Le féminisme au Japon

Un état de la condition des femmes japonaises

Le principe du féminisme part d'une base simple : permettre l'égalité entre femmes et hommes. Loin de se limiter à une histoire de parité salariale, de droit de vote ou d'IVG, il s'agit également, entre beaucoup d'autres sujets, de renverser la tendance dans l'éducation des enfants comme bannir les phrases telles que :

  • "les garçons ne pleurent pas, ils doivent être forts" ;
  • et les "'fais-toi jolie, souris un peu" aux filles.

C'est aussi travailler sur les effets du capitalisme sur les rôles genrés, les discriminations à l'encontre des personnes LGBT+, le racisme ou encore les santés mentales. Encore une fois, entre beaucoup d'autres sujets, on retrouve ces normes contre lesquelles Durkheim nous avertit dans son livre Les règles de la méthode sociologique.

La société japonaise, même si elle se dirige doucement vers ces problématiques, se montre évidemment bien différente des sociétés occidentales et son féminisme diffère lui aussi pour s'accorder avec les besoins du pays. La honte est très probablement le premier frein à une véritable révolution de ce côté-là. Oser ne pas se conformer à une société aussi intransigeante est un phénomène qui s'est fait rare par le passé.

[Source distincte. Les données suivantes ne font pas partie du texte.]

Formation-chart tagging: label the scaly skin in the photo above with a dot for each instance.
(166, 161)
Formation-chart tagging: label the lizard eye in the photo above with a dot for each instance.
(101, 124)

Bien que la jeunesse japonaise tende à se rebeller depuis quelques années contre les normes étriquées du pays (hyper compétitivité scolaire, irrévocable soumission à la hiérarchie de la famille et de l'entreprise, interdits religieux et rites de passages qui, s’ils ne sont pas suivis, peuvent porter préjudice à toute la famille - le mariage en première place), le féminisme japonais n'en est encore qu'à son stade embryonnaire : faire entendre les voix des femmes et les faire sortir de la maison, de l'obligation de se marier (ou du moins de se marier avant de commencer à vivre autre chose), d'avoir des enfants, d'être un modèle de perfection physique et moral, aimable, bienséante en toute circonstance, même les pires imaginables.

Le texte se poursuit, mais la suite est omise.